The three of them walked over to the single door, which stood in the shade cast by two of the palms. Brunetti noticed that a metal chain had been run through the bars of the door and through a metal hasp that had been nailed into the wooded door frame. ‘Lieutenant Scarpa had all the padlocks replaced, sir. But I’ve got the keys.’ Moving past Brunetti, Zucchero stuck his hands through the bars and switched on a light which allowed them to see inside.
The room was empty, the floor swept clean, but not recently, for tiny patches of powdered stucco had fallen since the last cleaning and stood out like dusty islands in a cement sea. The walls were entirely bare, save for the occasional patch where the whitewash was flaking off.
Brunetti reached in to switch off the light, and they crossed the courtyard to the first of the other doors. The sun reached halfway up the wall and, falling through the grating at an angle, brightened the first metre of the pavement. Made from large terracotta tiles, the pavement was raised two steps above the surface of the courtyard, reducing the humidity and perhaps protecting against the risk of acqua alta. Zucchero opened the lock and pulled open the door. Brunetti lowered his head and stepped inside, found the light and switched it on.
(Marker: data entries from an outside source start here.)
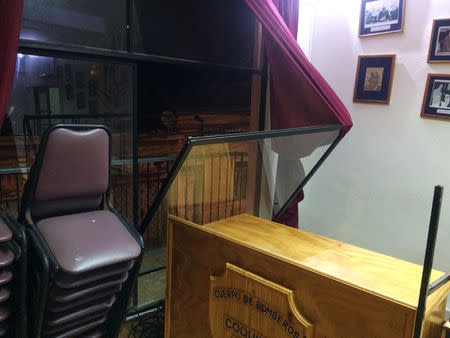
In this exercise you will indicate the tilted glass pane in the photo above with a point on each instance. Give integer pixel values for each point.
(213, 31)
(49, 90)
(100, 23)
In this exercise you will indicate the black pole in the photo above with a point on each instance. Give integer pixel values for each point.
(428, 261)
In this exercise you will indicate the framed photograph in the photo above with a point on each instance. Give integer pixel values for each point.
(439, 50)
(374, 78)
(381, 16)
(436, 100)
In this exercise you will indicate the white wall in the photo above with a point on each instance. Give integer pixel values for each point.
(376, 189)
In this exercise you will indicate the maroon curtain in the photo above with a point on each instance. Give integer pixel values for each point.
(299, 95)
(10, 19)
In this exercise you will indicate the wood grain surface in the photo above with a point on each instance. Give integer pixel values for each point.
(343, 290)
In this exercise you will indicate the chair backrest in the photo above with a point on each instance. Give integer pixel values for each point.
(72, 171)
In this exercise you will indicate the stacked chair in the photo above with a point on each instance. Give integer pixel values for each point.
(84, 259)
(13, 319)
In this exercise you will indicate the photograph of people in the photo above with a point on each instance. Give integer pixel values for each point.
(443, 41)
(381, 13)
(440, 95)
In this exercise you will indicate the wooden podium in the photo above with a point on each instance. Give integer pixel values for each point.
(244, 276)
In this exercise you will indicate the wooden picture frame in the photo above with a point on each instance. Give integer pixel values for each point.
(436, 99)
(381, 17)
(373, 80)
(439, 48)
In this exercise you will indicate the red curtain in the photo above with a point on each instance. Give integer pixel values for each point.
(10, 19)
(299, 95)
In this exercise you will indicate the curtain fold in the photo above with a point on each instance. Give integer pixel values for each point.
(299, 95)
(10, 20)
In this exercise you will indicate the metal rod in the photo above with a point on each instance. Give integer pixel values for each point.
(308, 177)
(256, 135)
(428, 261)
(165, 187)
(263, 97)
(83, 52)
(438, 283)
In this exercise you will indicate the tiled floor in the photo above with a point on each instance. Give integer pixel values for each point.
(151, 287)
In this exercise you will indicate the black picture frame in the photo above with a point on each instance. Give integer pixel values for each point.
(381, 16)
(439, 49)
(436, 99)
(373, 80)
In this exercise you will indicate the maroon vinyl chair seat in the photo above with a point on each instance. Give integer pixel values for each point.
(98, 297)
(77, 327)
(65, 281)
(88, 258)
(68, 295)
(87, 241)
(69, 316)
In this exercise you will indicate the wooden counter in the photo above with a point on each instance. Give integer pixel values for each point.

In contrast to the stark emptiness of the other, this storeroom exploded with things: boxes, suitcases, knapsacks, old paint tins, plastic buckets with rags erupting from them, empty jam and pickle jars. At the end, he read the history of childhood: a collapsible wooden baby cot, its plastic bottom sheet draped across it so that only the round metal castors and the bottom of the legs were visible. A hanging mobile of animals and bells had crash-landed on a bookcase. Two cardboard boxes contained a zoo of soft animals, all the worse for wear. Two unopened boxes of Pampers stood beside the mobile, perhaps awaiting the arrival of another child.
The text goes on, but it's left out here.